Created a model that can classify a Financial sentence as a Positive, Negative, or Neutral sentiment with (66% Accuracy) to detect polarity within the text.
Pulled over 5842 examples from Kaggle using pandas and opendatasets libraries in python.
Applied Logistic Regression, Support Vector Classifier, Random Forest Classifier, Bernoulli Naive Bayes, and KNeighborsClassifier and optimized using GridSearchCV to find the best model.
Python version: Python 3.7.11
Packages: pandas, opendatasets, seaborn, matplotlib, numpy, nltk, wordcloud, collections, imblearn.over_sampling, re, string and textblob
For Web Framework Requirements: pip install -r requirements.txt
How to download Kaggle datasets to Jupyter notebook guide
Used Kaggle to pull the datasets 5842 books with 2 columns:
- Sentence
- Sentiment
After pulling the data, I cleaned up the dataset to reduce noises in the dataset. The changes were made follows:
- Made lowercase the sentences, cleaned punctuations in the sentences, deleted the newlines, removed numbers and possible links from the sentences.
- Removed stop words from the sentences and lemmatized them.
Visualized the cleaned data to see the trends.
-
Created Donut chart for Sentiment data. It looks like our data contains negative sentiments more than half of the whole dataset.
-
Created a histogram for Polarity Score in Sentences Sentences with negative polarity will be in range of [-1, 0), neutral ones will be 0.0, and positive reviews will have the range of (0, 1).
-
Created a histogram for Length of Sentences Based on this histogram, we know that our review has text length between approximately 50-100 characters.
-
Created a histogram for Word Counts in Sentences From the figure above, we infer that most of the reviews consist of 5-15 words.
Encoded the target variable:
- Sentiment variables were encoded.
Gave importance of each words in the Sentence column with Term Frequency - Inverse Document Frequency (TF-IDF) Vectorizer.
Resampled the dataset with Synthetic Minority Oversampling Technique (SMOTE) to balance the dataset.
Data were split into train (80%) and test (20%) sets.
I used six models (Decision Tree Classifier, Logistic Regression, Support Vector Classifier, Random Forest Classifier, Bernoulli Bayes, and KNeighborsClassifier) to predict the sentiment and evaluated them by using Accuracy.

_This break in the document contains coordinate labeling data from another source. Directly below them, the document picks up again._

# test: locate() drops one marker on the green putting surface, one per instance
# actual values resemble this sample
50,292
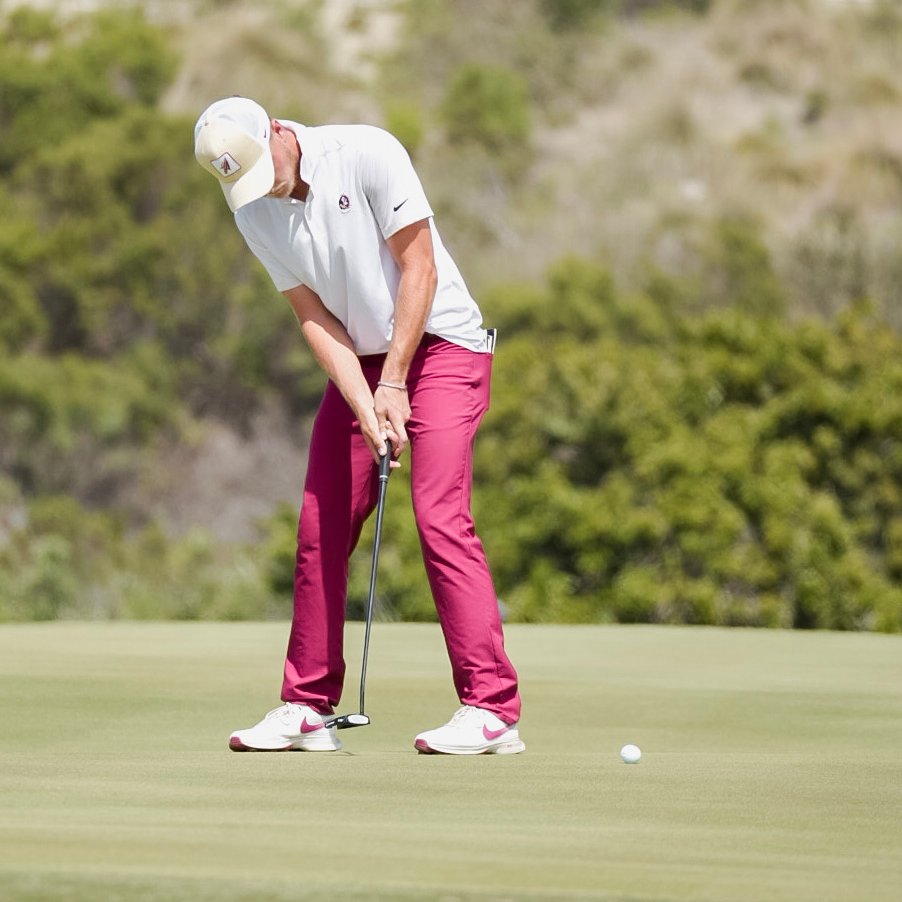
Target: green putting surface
771,769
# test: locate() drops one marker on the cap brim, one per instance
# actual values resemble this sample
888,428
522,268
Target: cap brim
252,185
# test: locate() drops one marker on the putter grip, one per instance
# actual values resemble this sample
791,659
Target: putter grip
385,460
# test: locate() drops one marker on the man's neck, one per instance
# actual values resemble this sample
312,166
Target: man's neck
300,189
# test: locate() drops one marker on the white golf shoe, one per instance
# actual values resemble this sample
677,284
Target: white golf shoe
472,731
290,727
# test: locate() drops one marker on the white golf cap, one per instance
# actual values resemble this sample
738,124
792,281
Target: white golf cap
231,140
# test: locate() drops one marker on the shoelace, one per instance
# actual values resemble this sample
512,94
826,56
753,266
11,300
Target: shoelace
467,712
282,712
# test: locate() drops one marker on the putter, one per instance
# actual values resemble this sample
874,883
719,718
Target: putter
360,719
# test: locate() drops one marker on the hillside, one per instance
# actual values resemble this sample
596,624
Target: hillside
683,215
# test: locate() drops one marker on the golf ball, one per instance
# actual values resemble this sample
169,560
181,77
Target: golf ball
631,754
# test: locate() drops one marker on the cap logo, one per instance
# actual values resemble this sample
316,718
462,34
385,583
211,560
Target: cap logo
226,165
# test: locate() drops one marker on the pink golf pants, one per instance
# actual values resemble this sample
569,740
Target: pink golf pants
448,387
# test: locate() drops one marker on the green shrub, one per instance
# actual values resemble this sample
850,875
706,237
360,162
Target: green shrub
488,106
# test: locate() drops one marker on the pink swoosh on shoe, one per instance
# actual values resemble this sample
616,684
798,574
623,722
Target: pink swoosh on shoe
493,734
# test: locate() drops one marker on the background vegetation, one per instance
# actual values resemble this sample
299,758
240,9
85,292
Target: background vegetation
683,216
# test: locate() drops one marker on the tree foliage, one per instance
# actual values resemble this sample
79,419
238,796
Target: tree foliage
690,452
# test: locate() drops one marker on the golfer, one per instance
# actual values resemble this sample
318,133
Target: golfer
338,217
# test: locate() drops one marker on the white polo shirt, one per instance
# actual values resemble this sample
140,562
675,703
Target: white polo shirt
363,189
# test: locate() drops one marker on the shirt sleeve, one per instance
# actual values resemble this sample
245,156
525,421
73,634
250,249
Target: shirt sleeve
282,278
390,182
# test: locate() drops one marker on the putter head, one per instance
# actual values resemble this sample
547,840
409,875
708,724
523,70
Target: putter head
346,721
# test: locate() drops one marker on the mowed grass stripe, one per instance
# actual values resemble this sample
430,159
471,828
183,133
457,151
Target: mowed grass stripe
771,769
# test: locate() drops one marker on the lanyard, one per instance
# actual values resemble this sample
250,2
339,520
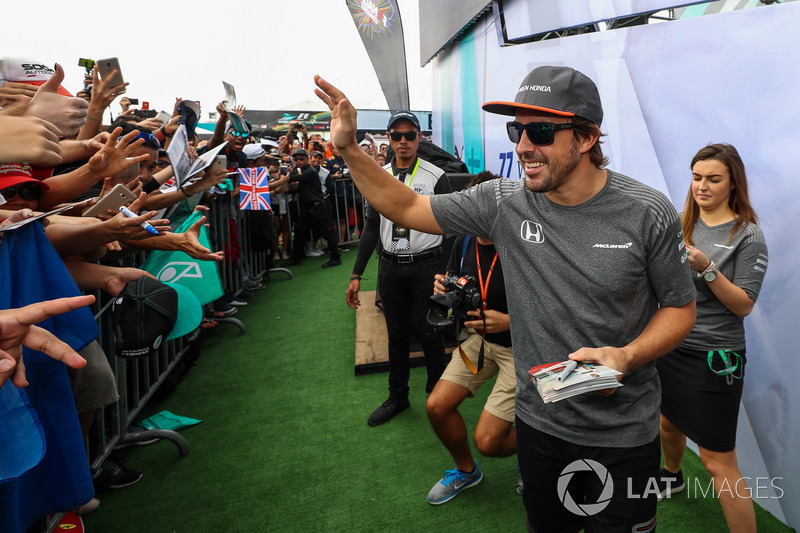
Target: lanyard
484,294
484,288
416,166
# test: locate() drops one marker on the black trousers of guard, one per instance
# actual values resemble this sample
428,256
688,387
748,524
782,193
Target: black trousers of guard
405,289
316,216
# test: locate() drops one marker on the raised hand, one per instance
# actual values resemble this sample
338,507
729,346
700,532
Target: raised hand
17,329
343,115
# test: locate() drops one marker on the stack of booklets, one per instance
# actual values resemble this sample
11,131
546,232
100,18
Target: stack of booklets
586,377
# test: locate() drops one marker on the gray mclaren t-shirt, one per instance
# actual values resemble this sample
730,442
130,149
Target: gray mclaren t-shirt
590,275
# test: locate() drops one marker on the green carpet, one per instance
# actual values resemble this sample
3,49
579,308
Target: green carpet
284,445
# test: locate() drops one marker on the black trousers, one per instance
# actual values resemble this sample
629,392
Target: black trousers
316,216
405,289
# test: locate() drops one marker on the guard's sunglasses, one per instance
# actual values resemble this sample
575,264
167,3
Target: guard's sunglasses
539,133
398,135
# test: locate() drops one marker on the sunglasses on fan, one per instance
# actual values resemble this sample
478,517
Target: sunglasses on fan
397,135
27,191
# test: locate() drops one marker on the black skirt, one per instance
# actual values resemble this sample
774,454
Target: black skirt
702,404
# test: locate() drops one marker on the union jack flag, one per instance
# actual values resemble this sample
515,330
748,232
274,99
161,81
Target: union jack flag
254,189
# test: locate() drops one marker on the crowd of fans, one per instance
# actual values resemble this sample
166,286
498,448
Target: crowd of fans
56,154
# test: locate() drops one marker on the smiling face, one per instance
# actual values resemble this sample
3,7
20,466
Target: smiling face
24,195
235,142
405,151
547,167
711,185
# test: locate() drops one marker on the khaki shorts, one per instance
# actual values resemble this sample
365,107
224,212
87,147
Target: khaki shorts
496,360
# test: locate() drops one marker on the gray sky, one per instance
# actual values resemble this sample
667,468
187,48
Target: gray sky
269,50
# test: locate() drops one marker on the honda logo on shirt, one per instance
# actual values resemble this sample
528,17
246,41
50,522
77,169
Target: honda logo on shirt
531,231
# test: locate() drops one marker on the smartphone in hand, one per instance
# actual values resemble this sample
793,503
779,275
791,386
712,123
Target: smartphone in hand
105,66
119,195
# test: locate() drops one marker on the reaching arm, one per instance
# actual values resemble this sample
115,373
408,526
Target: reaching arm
387,195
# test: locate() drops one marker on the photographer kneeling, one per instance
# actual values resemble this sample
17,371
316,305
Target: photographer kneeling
477,297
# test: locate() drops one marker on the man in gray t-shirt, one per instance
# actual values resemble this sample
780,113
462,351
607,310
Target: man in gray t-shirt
594,271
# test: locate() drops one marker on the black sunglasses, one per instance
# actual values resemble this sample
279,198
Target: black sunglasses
28,191
539,133
148,137
397,135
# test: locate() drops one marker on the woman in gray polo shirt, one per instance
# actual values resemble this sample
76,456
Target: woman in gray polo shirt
702,379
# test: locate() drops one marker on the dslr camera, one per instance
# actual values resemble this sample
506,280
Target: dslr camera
463,295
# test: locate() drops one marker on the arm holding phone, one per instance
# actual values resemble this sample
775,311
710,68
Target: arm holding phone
103,93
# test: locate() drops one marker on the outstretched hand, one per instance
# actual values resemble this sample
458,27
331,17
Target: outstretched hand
190,243
67,113
17,330
343,115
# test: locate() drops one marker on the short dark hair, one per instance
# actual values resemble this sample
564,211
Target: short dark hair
585,128
128,127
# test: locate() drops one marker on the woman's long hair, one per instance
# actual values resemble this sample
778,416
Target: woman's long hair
739,200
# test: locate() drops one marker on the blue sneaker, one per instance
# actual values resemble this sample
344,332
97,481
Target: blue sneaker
453,482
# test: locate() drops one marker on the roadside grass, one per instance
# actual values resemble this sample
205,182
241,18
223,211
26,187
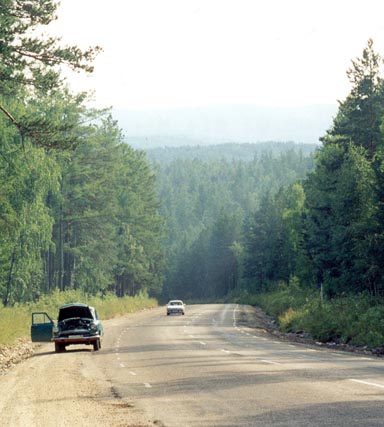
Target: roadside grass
15,322
352,319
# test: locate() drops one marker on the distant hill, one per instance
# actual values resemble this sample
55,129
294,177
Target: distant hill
229,151
222,124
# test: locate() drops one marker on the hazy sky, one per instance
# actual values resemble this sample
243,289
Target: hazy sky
176,53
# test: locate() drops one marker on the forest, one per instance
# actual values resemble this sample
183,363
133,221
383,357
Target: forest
80,209
253,217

Logistic Regression model performed better than any other models in this project.
Model | Test Accuracy Score |
---|---|
Decision Tree | 0.5323477929984781 |
Logistic Regression | 0.6259826132771339 |
Support Vector Classifier | 0.5890109471958787 |
Random Forest Classifier | 0.5638441049057488 |
Naive Bayes | 0.5997986184287554 |
K-Neighbots | 0.5013675213675214 |
We got the best accuracy 65.08 % with GridSearchCV and find the optimal hyperparameters.
Applied Logistic Regression model with the optimal hyperparameters and got 66% Accuracy score.
The Confusion Matrix above shows that our model needs to be improved to categorize sentiments better.
Thanks for reading :)